In the literature, the studies related to health care workers seem to be much more directed to motivation and job satisfaction and QOL effects [21-23]. When looked at studies performed for determining QOL, it is often reported that these studies revealed QOL of persons with chronic diseases [24-27]. In the literature, the number of studies for the determination of PA levels of health workers seems to be quite inadequate [28-30].

Although many scientific studies have been made in the recent years for the existence of the relationship between PA and QOL [31], the studies are rarely seen to reveal the effect of this relationship on the health care workers. Therefore, our study was performed with the aim of determining the possible effects of physical activity levels on quality of life in health care workers.

Materials and Methods

Study Group

The population of the study, which was planned as a descriptive study consists of physicians, allied health personnel (nurse, emergency medical technician, laboratorian, biologist, medical officer) and administrative personnel (medical secretary, data preparation and control operator, administrative officer) who is employed in Gulhane Military Medical Academy (GMMA). The study population has indoor (2000 m2 around) and outdoor sports facilities contained so many branches (fitness, basketball, climbing wall, running track etc.) nearby with easy access.
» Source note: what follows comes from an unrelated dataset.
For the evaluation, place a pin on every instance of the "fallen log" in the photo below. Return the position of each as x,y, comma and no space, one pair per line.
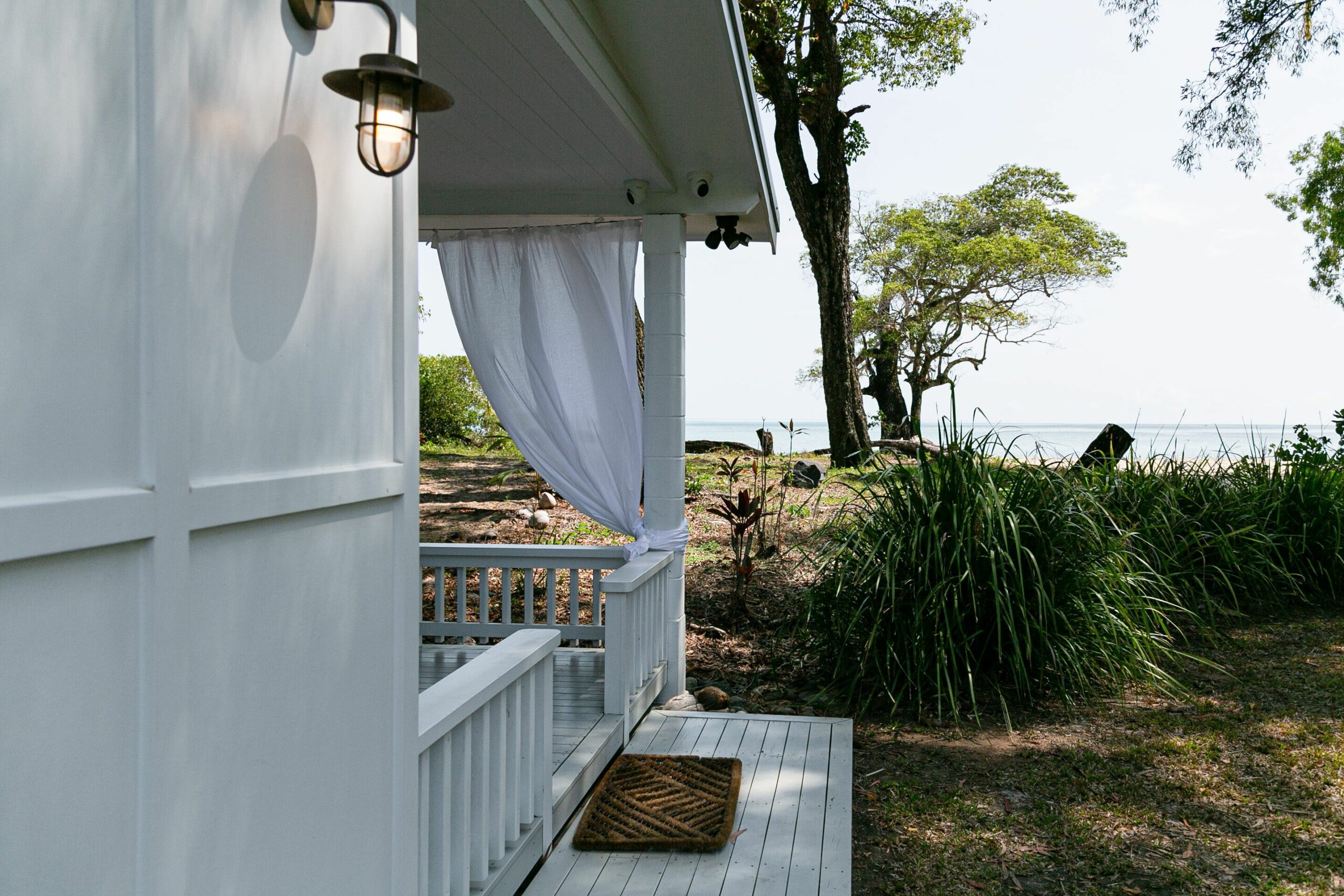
1109,446
910,448
710,446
In this study, the effect of physical activity on quality of life has been investigated among health care workers; it was aimed to compare with respect to quality of life between health care personnel with high physical activity level and health care personnel with low physical activity level. International Physical Activity Questionnaire (IPAQ) -Short Form, was applied between 01 January 2014 and 31 March 2015, on 51 personnel who are known to go regularly to the gym or do the regular physical activity in order to determine physical activity levels and 30 personnel who had higher physical activity according to IPAQ and had no any chronic illness were selected as a high PA group (HPA). In order to eliminate possible confounding effects; personnel having similar socio-demographic characteristics, employed in the same unit in the hospital and having normal/low physical activity levels, according to the IPAQ results were selected versus each personnel with high physical activity level; in total 90 personnel, constituting the Low PA group (LPA); and the whole study was conducted on a total of 120 health care personnel.

Data Collection Methods

The data collection form used in this study consists of three parts. The first part consists of six questions and questions on socio-demographic characteristics. The second part consists of “International Physical Activity Questionnaire (IPAQ) -Short Form” which aims to measure the level of physical activity of the participants, the last part consists of “Quality of Life Scale Short Form (Short Form -36)” which provides data on the quality of life variable. IPAQ was developed in order to ensure standardization in international comparison of physical inactivity, which has become a global problem and determine levels of physical activity of participants in the 15-69 age range [32,33].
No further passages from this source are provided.